- Born: Helene Ollendorff 28 February 1899 Breslau, German Empire
- Died: 17 June 1982 (aged 83)
- Occupation: Physician
- Known for: Buschke–Ollendorff syndrome; Ichthyosis Hystrix, Curth-Macklin Type; Ollendorff sign; Curth's criteria; Curth's angle;
- Mother: Paula Ollendorff

Academic background
- Education: University of Freiburg; Ludwig-Maximilians-Universität München; University of Breslau;
- Alma mater: University of Breslau
- Thesis: (1924)
- Doctoral advisor: Josef Jadassohn
- Other advisor: Abraham Buschke

Academic work
- Discipline: Dermatology
- Sub-discipline: Genodermatosis
- Institutions: Rudolf-Virchow-Krankenhaus, Berlin; Columbia University;
- Main interests: Acanthosis nigricans
- Notable ideas: Skin signs associated with internal cancer
- Influenced: Robert J. Gorlin

= Helene Ollendorff Curth =

American dermatologist (1899–1982)

Helene Ollendorff Curth (28 February 1899 – 17 June 1982) was a German-American dermatologist, known for her studies on acanthosis nigricans (AN) and introducing Curth's criteria, a set of characteristics for associating skin signs as markers for internal cancers. She is named in two rare inherited skin diseases, the Buschke–Ollendorff syndrome and Ichthyosis Hystrix, Curth-Macklin Type. A medical sign in secondary syphilis, known as the Ollendorff sign, and one form of measuring clubbed fingers, known as the Curth's angle, are named after her.

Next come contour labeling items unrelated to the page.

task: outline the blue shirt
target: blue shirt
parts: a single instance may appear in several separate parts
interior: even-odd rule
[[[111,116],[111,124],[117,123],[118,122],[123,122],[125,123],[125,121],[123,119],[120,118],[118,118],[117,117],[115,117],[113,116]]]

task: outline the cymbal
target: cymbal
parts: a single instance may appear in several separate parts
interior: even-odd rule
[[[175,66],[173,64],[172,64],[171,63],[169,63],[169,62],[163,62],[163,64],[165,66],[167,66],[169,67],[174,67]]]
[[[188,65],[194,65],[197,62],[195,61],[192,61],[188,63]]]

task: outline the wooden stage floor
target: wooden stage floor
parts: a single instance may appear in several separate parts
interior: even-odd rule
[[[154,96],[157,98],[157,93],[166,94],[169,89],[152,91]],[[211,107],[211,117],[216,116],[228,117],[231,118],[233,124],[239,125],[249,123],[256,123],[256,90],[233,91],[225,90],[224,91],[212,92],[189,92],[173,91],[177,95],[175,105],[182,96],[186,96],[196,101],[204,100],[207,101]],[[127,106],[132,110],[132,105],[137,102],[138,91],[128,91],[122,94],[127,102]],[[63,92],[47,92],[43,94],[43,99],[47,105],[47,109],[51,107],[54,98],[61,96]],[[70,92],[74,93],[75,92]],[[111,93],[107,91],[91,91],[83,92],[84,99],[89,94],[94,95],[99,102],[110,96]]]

Ollendorff Curth completed her early training under Josef Jadassohn at the University of Breslau. She moved to Berlin in 1924 and was appointed assistant to Abraham Buschke. In 1931 she settled in New York where she established a dermatology practice with her husband and became associated with Columbia University. During her career in the US, she published the first description of cases of Behçet's disease there, introduced patch testing for industrial employees in New York, and worked with Madge Thurlow Macklin.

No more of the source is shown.